Frédéric Cornet : On a toujours participé aux actions de StillStanding for Culture. On a commencé avec des projections dans la galerie. C’était il y a quelques mois maintenant.
Le 13 mars, on a fait la première projection publique au cinéma Galeries. On avait accueilli le film de Roxanne Gaucherand, une réalisatrice franco-belge. Et on avait fait une projection de son film Pyrale, qui avait déjà gagné le Prix du public au BRIFF. C’est un film qui a été montré dans plein de festivals, qui a gagné beaucoup de prix. C’était donc la deuxième fois qu’elle y rencontrait son public. C’était une très belle projection. L’idée était de revendiquer, à ce moment-là, les résultats d’une étude berlinoise qui disait que les lieux de culture étaient les lieux avec le plus faible taux de contamination. On voulait donc que ce soit un programme d’une heure pour coller exactement aux résultats de l’étude. Et avec ce moyen-métrage, ainsi que la discussion qui l’accompagnait, on a réussi à tenir dans ce cadre-là.

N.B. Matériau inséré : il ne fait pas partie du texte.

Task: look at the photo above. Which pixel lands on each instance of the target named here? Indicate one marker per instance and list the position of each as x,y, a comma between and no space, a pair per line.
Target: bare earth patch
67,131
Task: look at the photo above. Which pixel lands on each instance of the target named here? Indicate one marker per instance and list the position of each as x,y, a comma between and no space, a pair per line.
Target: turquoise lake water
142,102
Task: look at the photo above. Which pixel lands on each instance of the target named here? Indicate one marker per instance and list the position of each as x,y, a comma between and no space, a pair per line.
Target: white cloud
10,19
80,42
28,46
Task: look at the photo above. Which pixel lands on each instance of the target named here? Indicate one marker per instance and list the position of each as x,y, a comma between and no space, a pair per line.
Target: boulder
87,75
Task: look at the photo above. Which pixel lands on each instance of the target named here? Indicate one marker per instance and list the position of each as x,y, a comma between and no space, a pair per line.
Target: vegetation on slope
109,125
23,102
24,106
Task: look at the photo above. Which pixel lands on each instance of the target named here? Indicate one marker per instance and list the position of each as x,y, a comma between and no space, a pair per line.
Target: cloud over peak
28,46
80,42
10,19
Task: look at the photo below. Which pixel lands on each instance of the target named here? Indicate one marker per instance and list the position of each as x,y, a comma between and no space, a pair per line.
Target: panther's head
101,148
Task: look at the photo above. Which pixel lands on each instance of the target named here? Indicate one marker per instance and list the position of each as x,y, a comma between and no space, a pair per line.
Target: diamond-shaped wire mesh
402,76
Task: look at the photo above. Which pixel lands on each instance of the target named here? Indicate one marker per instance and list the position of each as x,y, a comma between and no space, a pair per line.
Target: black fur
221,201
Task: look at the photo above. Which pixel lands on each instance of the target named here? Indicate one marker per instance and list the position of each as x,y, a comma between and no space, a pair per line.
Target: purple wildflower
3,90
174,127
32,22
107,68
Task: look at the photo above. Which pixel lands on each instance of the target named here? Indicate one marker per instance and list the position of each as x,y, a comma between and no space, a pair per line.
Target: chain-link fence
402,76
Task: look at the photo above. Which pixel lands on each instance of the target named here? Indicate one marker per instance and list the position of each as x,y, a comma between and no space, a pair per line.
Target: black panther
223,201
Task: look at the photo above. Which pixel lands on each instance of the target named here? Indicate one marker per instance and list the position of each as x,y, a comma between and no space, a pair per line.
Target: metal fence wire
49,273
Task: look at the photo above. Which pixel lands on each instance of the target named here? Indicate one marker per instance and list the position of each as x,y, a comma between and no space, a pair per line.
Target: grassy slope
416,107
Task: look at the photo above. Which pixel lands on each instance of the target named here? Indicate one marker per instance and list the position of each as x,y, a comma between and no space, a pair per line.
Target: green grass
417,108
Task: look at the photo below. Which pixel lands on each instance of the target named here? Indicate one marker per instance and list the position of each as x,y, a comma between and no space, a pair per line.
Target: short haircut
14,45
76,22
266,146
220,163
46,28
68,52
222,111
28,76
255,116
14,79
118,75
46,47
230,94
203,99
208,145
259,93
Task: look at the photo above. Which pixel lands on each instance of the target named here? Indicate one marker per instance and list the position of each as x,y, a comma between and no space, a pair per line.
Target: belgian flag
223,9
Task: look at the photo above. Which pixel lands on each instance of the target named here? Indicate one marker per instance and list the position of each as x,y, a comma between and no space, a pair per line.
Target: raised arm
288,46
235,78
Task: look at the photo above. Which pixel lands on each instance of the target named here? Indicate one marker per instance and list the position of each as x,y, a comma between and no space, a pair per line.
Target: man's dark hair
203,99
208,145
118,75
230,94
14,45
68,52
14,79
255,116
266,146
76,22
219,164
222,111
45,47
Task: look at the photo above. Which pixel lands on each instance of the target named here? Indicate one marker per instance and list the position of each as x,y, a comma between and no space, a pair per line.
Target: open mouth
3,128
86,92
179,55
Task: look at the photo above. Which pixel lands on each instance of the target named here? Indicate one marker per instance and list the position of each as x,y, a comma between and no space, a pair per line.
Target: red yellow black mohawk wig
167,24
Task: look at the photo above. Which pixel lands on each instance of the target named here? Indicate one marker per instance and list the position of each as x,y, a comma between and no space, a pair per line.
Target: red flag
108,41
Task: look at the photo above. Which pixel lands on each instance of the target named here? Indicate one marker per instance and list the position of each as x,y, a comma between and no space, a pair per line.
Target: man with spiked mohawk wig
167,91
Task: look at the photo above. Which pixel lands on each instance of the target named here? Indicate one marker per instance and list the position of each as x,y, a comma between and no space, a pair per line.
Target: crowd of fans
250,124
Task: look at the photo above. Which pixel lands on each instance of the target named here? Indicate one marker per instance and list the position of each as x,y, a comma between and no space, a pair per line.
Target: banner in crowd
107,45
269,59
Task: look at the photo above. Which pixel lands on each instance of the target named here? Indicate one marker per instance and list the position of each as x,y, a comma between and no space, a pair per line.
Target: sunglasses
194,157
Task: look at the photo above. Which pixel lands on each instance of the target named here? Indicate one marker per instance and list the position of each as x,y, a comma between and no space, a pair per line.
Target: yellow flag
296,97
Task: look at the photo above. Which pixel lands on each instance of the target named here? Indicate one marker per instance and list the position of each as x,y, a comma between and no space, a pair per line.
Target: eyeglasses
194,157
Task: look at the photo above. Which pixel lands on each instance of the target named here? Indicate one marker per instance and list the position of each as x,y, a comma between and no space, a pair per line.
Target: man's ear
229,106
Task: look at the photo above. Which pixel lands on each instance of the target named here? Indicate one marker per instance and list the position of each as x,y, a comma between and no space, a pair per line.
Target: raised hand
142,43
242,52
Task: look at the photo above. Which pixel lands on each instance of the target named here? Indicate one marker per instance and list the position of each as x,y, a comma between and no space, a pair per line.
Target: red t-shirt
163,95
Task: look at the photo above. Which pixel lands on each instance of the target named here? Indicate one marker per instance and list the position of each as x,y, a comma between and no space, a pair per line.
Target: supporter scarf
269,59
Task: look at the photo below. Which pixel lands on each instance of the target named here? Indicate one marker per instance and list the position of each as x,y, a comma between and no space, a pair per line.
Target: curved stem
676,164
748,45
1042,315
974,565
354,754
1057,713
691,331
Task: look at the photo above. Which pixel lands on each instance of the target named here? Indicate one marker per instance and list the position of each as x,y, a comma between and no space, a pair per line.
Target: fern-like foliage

On a vraiment l’impression qu’on demande toujours plus au secteur culturel sans vraiment nous donner de perspectives, conditionner la réouverture des salles à faire des tests des spectateurs (chose qu’on ne demande pas à d’autres lieux qui sont déjà ouverts), tester l’aération dans les salles, etc.,
On nous met toujours des conditions alors que beaucoup d’autres secteurs ont déjà réouverts, des secteurs où, finalement, on peut passer autant de temps que dans une salle de cinéma et où d’ailleurs, on est en mouvement. Je pense notamment aux personnes qui passent leur journée chez IKEA : une visite dans ce genre de magasins ça peut durer très longtemps ! Vous êtes en mouvement, vous touchez des objets, vous pouvez contaminer plus facilement des gens.
Nous, on n’est toujours pas entendu sur ces possibilités de réouverture. Arrive un moment où on se mobilise. On a donc été le premier cinéma, le 13 mars, à avoir fait cette projection avec du public. On a été soutenu. Des gérants d’autres cinémas sont venus pour nous montrer leur soutien. Et maintenant, tout le monde s’est mis autour de la table et pas mal de cinémas ont décidé qu’eux aussi voulaient ouvrir et proposer des films pour cette journée du 1er mai.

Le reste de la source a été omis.